I won’t knock it though. An important minority of my yak-shaving endeavors have led to long term positive outcomes.
When I only have a pen and paper (which I used extensively for writing at school), many things may be inconvenient, but there's no way to fix it. This may turn into a source of a low-key stress, and interfere with my writing much more than tweaking a computer would.
I use Emacs, an ultimate tweaker's tool, for writing every day. Last time I had to tweak something in it was a few weeks ago, and it took maybe 2-3 minutes. It's a small price to pay for a tool that just does what you need, when you need it, with zero mental load, and zero frustration.

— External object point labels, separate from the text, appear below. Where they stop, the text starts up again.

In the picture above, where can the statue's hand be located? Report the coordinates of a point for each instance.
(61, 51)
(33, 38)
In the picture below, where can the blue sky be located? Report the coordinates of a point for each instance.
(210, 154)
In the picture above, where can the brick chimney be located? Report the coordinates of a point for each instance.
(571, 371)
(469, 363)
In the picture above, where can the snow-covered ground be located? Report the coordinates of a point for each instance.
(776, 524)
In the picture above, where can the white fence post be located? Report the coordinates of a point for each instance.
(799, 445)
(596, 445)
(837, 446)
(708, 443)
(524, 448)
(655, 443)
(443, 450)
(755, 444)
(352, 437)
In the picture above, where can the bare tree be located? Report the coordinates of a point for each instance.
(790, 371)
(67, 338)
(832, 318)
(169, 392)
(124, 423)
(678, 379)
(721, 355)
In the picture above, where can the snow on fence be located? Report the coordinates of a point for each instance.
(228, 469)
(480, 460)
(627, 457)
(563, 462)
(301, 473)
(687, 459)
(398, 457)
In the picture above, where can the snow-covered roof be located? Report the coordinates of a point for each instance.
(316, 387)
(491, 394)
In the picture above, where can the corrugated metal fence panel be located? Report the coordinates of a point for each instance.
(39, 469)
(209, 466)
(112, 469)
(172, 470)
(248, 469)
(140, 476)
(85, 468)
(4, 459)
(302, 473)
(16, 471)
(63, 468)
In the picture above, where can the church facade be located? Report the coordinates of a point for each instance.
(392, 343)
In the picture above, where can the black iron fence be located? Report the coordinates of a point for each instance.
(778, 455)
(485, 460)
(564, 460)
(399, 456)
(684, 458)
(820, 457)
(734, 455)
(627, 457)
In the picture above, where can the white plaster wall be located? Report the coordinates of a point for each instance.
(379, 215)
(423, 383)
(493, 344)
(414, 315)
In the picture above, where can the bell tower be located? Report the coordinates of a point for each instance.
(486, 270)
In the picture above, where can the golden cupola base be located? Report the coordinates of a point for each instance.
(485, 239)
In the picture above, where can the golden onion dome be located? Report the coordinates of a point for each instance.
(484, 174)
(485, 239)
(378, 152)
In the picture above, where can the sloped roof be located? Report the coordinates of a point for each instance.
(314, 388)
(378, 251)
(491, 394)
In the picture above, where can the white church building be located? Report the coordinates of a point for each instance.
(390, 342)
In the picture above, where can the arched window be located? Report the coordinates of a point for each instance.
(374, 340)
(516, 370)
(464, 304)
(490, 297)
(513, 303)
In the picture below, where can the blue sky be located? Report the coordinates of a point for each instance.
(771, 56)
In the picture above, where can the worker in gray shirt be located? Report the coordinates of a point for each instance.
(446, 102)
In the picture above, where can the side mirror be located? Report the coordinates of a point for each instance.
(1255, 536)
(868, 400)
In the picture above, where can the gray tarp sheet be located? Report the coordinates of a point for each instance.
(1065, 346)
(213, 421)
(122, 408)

For notes during study pen and paper are constraining and force me to organize the thoughts in my mind first and then commit them. Mistakes needing to be corrected here is good: It reminds me what I misunderstood.
But, like the sibling poster, the writing goes onto the computer for later editing.
It’s pretty much the single function of pen and paper.
Go Tim Ferris way - notebook where the first page is left for the table of contents, and number all even-numbered pages as first step.
But how do you archive these cards? That always drove me mad so I use them only for something “encyclopaedical” otherwise it is too much messy.
I am sure it is because I don't hold my pen/pencil correctly, but I think after 43 years I am not going to suddenly fix that.
Use a fountain pen. You can't press too hard: it bends and breaks the nib.
Disposable ones are good enough now, e.g. the Pilot V-Pen.
https://cultpens.com/products/pilot-vpen-v4-disposable-fount...
Fountain pens are nice too since you don't need any pressure.
My writing looks a lot better if I just force myself to slow down and be deliberate, but honestly it's a constant battle. I'd definitely benefit from practicing penmanship on it's own.
Several thousand more like.
I've had many writing classes in school and different holders for the pen etc but I never managed to improve at all. Writing is just not for everyone.
https://news.ycombinator.com/item?id=12114947
"George R.R. Martin Writes on a DOS-Based Word Processor From the 1980s". No internet, no multi tasking.
That said this one did write something. But I'd say for anyone else writr 10000+ words on whatever before a single word on your setup.
Is your "writing job" one where the end goal is like short random articles on some giant aggregate, or something like instructional content for businesses or something? Where a human typing things was just a means to an end, rather than what I'd assume OP's doing where they're writing for their own joy and/or because people love their specific voice? Because that's the only way my brain can rationalize it right now.
How do you think the ownership of these passages? Created by yourself or both of you? In what degree you would consider the line between you and her efforts?